Kirkus Reviews QR Code
THE GLASS OF TIME by Michael Cox

THE GLASS OF TIME

by Michael Cox

Pub Date: Oct. 1st, 2008
ISBN: 978-0-393-06773-6
Publisher: Norton

Cox’s second pastiche of Victorian sensational fiction is doubly remarkable for its sure grasp of the genre’s idiom and its strange relationship to his first (The Meaning of Night, 2006).

Nineteen-year-old Esperanza Gorst arrives at Evenwood on September 4, 1876, to interview for the position of personal maid to Emily Duport, the widowed Baroness Tansor. The advertisement in which Esperanza announced her search for such a post constitutes the first of many deceptions Cox’s characters practice on each other, for it was placed not by her, but by her Parisian guardian, Madame de l’Orme, and her old friend Basil Thornhaugh, Esperanza’s tutor. Their successful attempt to insinuate Esperanza into Lady Tansor’s service is only the first step in what they call “the Great Task,” a plot so deep-laid that they can disclose its terms to her only over a period of months. Esperanza, whom everyone recognizes as far too cultured and perceptive to be a lady’s maid, soon catches the eyes of both Tansor sons, the Byronic heir Perseus and his more easygoing brother Randolph, and cultivates an ever more intimate relationship with Lady Tansor, still mourning her fiancé Phoebus Daunt, a bombastic poet who was murdered by his estranged Eton friend Edward Glyver more than 20 years ago. All the while she burns with curiosity to know the reason her protectors have sent her into this haunted household.
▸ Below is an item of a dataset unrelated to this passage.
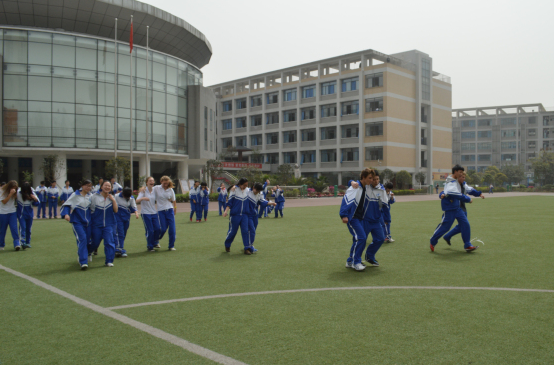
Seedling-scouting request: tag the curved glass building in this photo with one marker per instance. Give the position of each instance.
(70, 92)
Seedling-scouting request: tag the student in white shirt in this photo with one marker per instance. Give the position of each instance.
(8, 215)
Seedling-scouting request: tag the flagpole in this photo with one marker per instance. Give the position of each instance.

But readers who recognize Daunt, Glyver et al. will be far ahead of Esperanza, who doesn’t realize that her author has pressed the plot of The Meaning of Night into service as the backstory of what would otherwise be a mystery in the mold of Wilkie Collins and Mary Elizabeth Braddon.

A sequel that will provide utterly different but equally rewarding experiences for readers who have and haven’t read its equally leisurely predecessor.